First things first, I know there’s a lot of talk about vibe coding going around – that’s not what this is. Even though I am using ChatGPT-5 to act as my learning coach and senior AI engineer to guide me, I am breaking everything down step by step and understanding the reasons why I am completing tasks. I’m not just getting hundreds or thousands of lines of code written for me without understanding what they’re doing.
I don’t know whether ChatGPT-5 has the capability to guide me through this project… so I am taking a leap of faith! But my thinking is… if I break the project down into small bitesize pieces and keep ChatGPT aligned to my plan at all times – I should be able to make it through to the finish?
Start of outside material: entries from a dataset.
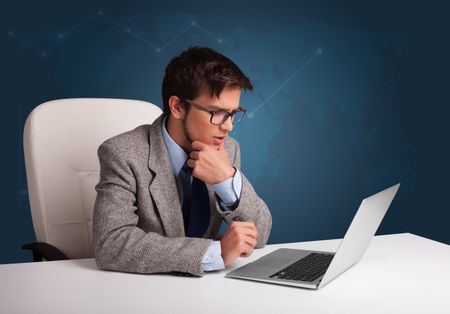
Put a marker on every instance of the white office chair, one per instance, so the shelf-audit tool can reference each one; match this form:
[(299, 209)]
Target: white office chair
[(61, 138)]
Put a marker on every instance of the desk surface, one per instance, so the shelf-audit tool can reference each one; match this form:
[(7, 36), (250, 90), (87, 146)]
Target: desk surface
[(401, 273)]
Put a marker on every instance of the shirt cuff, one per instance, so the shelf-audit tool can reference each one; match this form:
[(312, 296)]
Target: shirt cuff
[(212, 260), (229, 191)]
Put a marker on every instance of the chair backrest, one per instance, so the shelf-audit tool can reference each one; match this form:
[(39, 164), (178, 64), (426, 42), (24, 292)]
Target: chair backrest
[(61, 139)]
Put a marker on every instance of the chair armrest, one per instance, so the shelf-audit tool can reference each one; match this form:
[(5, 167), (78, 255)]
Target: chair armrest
[(42, 250)]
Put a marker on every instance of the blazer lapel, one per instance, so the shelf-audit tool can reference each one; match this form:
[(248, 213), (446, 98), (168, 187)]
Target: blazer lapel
[(163, 188)]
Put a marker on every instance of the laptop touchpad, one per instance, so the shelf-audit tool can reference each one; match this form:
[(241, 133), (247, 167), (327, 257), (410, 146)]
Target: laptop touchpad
[(272, 262)]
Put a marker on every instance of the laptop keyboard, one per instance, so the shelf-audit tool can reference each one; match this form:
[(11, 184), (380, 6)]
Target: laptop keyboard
[(308, 268)]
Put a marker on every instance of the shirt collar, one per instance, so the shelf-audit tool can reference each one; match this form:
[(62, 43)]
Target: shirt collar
[(176, 154)]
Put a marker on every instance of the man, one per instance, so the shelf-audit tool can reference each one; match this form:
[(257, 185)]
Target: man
[(165, 188)]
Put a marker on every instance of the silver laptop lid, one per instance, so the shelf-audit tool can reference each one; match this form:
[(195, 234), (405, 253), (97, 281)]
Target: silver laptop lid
[(361, 231)]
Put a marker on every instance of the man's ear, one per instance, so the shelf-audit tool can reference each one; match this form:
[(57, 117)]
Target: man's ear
[(177, 109)]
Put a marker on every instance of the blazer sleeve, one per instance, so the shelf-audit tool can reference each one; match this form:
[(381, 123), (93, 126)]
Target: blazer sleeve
[(119, 243), (251, 207)]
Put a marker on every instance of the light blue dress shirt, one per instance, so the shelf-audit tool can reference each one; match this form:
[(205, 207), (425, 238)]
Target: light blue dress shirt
[(228, 191)]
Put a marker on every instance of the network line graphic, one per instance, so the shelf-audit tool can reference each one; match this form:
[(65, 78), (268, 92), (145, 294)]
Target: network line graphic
[(128, 30), (318, 52)]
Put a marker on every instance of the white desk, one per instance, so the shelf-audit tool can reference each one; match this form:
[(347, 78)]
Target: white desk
[(400, 273)]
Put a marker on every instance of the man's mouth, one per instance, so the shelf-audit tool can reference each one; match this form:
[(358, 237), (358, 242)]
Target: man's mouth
[(218, 139)]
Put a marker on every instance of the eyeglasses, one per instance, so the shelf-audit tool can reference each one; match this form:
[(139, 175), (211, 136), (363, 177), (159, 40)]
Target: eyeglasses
[(219, 117)]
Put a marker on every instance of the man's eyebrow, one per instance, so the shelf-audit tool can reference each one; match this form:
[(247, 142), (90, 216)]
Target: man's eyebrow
[(223, 109)]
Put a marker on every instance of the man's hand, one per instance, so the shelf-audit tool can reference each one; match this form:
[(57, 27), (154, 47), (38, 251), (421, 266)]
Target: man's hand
[(210, 163), (239, 240)]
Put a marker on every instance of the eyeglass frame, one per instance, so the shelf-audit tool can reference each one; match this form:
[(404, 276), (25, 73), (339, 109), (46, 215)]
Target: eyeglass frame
[(213, 112)]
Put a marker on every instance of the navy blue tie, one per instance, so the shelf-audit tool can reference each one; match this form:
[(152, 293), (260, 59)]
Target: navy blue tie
[(195, 203)]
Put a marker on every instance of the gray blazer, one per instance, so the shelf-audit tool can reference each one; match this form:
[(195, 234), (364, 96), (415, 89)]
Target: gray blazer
[(138, 222)]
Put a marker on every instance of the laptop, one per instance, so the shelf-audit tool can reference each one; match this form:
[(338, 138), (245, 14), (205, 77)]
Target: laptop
[(314, 269)]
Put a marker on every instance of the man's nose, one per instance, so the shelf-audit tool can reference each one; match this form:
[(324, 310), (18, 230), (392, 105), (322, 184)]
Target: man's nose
[(227, 125)]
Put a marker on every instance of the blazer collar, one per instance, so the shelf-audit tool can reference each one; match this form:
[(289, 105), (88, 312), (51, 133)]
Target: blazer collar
[(163, 188)]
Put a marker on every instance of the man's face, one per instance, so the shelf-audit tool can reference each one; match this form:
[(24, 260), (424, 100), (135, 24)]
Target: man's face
[(197, 125)]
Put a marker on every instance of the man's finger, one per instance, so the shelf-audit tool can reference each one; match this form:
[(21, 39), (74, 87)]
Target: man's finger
[(191, 163), (197, 145), (194, 155)]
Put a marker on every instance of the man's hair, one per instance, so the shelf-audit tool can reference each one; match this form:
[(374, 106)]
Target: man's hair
[(200, 69)]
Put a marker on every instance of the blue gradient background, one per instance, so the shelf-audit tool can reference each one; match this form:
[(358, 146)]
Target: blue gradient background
[(349, 98)]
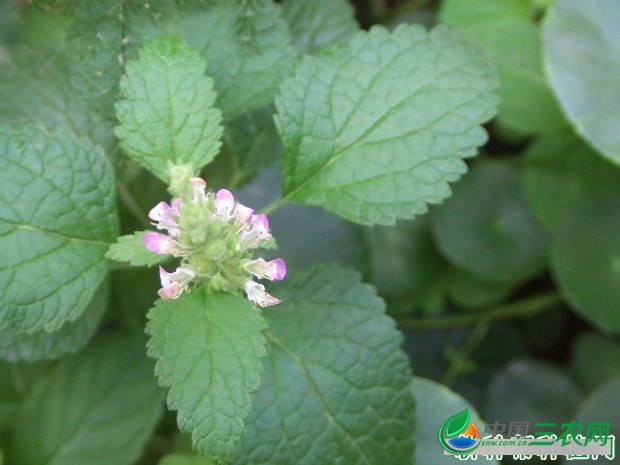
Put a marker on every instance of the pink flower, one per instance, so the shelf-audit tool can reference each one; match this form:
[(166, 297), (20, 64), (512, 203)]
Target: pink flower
[(275, 269), (162, 216), (258, 232), (257, 294), (173, 284), (159, 243)]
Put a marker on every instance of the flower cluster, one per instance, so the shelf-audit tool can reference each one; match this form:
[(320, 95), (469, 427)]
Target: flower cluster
[(215, 237)]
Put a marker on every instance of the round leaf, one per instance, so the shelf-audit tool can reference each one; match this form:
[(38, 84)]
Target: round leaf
[(582, 53)]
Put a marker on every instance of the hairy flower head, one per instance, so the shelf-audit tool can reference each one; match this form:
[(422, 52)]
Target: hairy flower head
[(215, 237)]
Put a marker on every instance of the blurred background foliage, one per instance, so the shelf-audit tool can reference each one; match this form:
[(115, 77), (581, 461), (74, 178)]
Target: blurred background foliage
[(508, 293)]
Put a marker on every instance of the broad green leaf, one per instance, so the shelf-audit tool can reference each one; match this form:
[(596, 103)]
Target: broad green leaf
[(35, 87), (435, 403), (403, 257), (57, 219), (560, 172), (585, 260), (531, 391), (506, 30), (167, 113), (336, 384), (181, 459), (247, 45), (97, 407), (70, 338), (582, 57), (317, 24), (340, 240), (376, 130), (595, 359), (486, 229), (208, 348), (131, 249)]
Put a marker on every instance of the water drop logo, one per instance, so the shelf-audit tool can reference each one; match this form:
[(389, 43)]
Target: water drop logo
[(458, 435)]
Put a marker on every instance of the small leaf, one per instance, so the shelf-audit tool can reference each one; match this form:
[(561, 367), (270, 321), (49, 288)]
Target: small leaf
[(336, 384), (582, 57), (99, 406), (376, 130), (317, 24), (167, 112), (70, 338), (208, 348), (486, 228), (585, 260), (57, 219), (131, 249), (434, 404)]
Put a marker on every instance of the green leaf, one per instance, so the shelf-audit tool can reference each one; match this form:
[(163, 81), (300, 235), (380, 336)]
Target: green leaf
[(531, 391), (131, 249), (336, 384), (180, 459), (375, 131), (585, 260), (603, 405), (486, 229), (99, 406), (208, 348), (582, 57), (70, 338), (434, 404), (506, 30), (317, 24), (167, 112), (560, 172), (57, 218), (595, 359), (247, 45), (35, 87)]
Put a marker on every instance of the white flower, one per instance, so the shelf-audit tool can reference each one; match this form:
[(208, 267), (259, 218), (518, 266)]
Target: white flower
[(257, 294)]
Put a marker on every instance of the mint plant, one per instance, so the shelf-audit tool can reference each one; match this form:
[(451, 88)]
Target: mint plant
[(230, 229)]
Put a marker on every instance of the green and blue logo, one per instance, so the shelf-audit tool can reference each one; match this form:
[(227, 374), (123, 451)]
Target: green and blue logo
[(458, 435)]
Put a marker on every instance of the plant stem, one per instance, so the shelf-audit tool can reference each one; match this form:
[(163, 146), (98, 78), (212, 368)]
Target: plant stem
[(460, 359), (273, 206), (522, 308), (132, 205)]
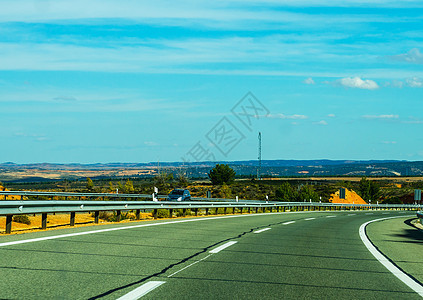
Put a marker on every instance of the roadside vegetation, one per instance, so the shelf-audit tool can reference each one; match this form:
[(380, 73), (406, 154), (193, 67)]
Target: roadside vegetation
[(223, 183)]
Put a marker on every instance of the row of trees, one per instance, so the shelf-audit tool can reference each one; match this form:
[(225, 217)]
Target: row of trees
[(287, 193), (126, 188)]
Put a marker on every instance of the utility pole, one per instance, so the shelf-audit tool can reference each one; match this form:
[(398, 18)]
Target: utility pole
[(259, 158)]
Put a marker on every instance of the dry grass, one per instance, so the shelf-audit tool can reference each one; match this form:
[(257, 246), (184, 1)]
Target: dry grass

The consultant and delivery specialist in me likes to set out scope and a plan when starting a project, so that was my first task. As mentioned in last week’s post, I want to build an enterprise-ready vertical AI assistant platform. It’s a bit a mouthful I know… but I wanted something that had business relevance and would expose me to a multitude of AI engineering problems. The product will have 4 main capabilities:
- Booking & Diary Management
- Postgres-compatible backend.
- Syncs with Google Calendar.
- Forms the scheduling/operations backbone for the assistant.
- AI Delivery Skills: integrating AI with enterprise systems (Postgres, Google APIs) and demonstrating awareness of workflow automation.
- AI FAQ Bot
- Retrieval-Augmented Generation (RAG) based.
- Includes confidence thresholds and human handoff.
- Handles customer or employee queries with transparency.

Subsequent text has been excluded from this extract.